Il selfie che non ti aspetti

24 Giugno 2020

Si fa un gran parlare di interiorità, intimismo, psiche. In realtà, scienza, letteratura e arte sperimentano da secoli il fortino emotivo e concettuale situato in fondo al nostro animo. E, l’attenzione, in ogni caso, si è sempre riversata sul volto, la parte estremamente significativa del corpo umano, stracolma di dati, di indizi rivelanti. L’intreccio dei sistemi muscolari di cui è composto sembra essere una centrale ad alta definizione che esterna le nostre reazioni emotive, rendendo loro un’estetica. Non solo la voce e i contenuti del parlato danno conto delle nostre capacità di comunicare: occhi, naso, sopracciglia, bocca, mascella sono tratti capaci di sfruttare un repertorio interminabile di movenze e significati, più o meno percettibili e decifrabili.

Nell’epoca del selfie, dunque, il volto posto in bella mostra pur non sostituendo la parola, risulta essere un indice genuino per risalire in parte all’identità di chi lo espone. E, così come avviene con le persone, si possono distinguere selfie sciocchi e non, belli o meno, poco significativi o in alternativa molto interessanti. Naturalmente, il selfie ha una sua imprescindibile verità, dove la vanità ne costituisce comunque un elemento sostanzioso, che non necessariamente ha a che fare con il narcisismo, inteso come investimento libidinale, o, in ultima analisi, come barriera protettiva della propria struttura psichica. Pertanto, ogni emozione simulata risulta essere ben visibile, così come le espressioni più vere e rappresentative. Resta pressoché impossibile impedire al nostro viso di rendere conto dei nostri sentimenti. Pensieri ed emozioni veicolati attraverso un autoscatto rivelano, dunque, con molte probabilità, un’attendibile autenticità.

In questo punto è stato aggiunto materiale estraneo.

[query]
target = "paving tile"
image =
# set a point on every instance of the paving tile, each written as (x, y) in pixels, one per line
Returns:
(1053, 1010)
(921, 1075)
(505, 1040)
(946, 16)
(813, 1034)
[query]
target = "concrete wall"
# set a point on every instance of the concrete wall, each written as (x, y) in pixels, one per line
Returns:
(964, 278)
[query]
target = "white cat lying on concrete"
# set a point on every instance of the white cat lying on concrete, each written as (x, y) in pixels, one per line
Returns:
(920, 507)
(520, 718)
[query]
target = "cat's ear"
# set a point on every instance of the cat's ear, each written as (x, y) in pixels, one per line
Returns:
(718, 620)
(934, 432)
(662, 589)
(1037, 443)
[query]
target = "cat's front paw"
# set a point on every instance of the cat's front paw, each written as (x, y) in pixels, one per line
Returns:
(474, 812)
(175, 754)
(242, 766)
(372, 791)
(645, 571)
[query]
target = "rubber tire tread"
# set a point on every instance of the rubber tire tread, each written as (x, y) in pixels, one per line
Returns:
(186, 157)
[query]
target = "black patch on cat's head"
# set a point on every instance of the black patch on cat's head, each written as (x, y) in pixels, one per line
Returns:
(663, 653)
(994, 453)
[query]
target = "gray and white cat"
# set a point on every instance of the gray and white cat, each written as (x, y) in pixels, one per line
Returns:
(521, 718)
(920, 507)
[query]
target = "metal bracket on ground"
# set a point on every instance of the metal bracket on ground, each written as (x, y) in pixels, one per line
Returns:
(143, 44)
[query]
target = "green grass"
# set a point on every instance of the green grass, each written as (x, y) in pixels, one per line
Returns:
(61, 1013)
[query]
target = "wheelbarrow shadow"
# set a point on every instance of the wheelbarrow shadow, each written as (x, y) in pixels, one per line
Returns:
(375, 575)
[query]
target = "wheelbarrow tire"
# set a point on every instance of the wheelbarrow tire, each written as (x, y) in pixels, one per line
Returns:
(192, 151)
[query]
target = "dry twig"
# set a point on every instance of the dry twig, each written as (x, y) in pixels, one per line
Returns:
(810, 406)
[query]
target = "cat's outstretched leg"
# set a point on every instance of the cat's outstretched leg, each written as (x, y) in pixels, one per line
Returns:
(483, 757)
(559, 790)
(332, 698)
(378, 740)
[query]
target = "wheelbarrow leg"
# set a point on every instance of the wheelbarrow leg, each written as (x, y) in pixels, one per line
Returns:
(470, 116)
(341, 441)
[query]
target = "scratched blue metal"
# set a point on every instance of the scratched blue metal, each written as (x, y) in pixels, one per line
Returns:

Poi, si sa, ognuno ha la faccia che si merita. Per me non esistono quelle belle, o brutte, ma quelle rilucenti di un’anima bella e quelle che non riflettono alcunché. «La natura ti dà la faccia che hai a 20 anni; è compito tuo meritarti quella che avrai a 50 anni», diceva la finissima  Coco Chanel. Mi pare una gran bella verità. Certo, il nostro volto avrà fattezze ereditarie, ma le linee che gli danno espressione possono anche essere modificate dalle circostanze esterne, dallo stile di vita, dall’evoluzione caratteriale. Fattori, questi, che orientano la nostra esistenza, fino a conformarci a dei principi che diventano visibili sul volto che abbiamo. Una volta adulti, quindi, il viso si plasma seguendo il nostro esempio di vita, le scelte fatte, le sensazioni vissute. Nell’antica Grecia era riservata molta importanza allo studio dei lineamenti e dei tratti del volto per cercare di interpretare il carattere di una persona. Fu allora che a questa disciplina venne dato il nome di fisiognomica (dal greco physis, natura, e gnosis, conoscenza). Per finire, il legame che esiste tra le fattezze del volto e i moti dell’anima è stato preso in considerazione sin dall’esistenza delle prime affermate civiltà. Il selfie era nell’aria sin dall’antichità. Agli antropologi il compito di scrivere “La genesi del selfie”.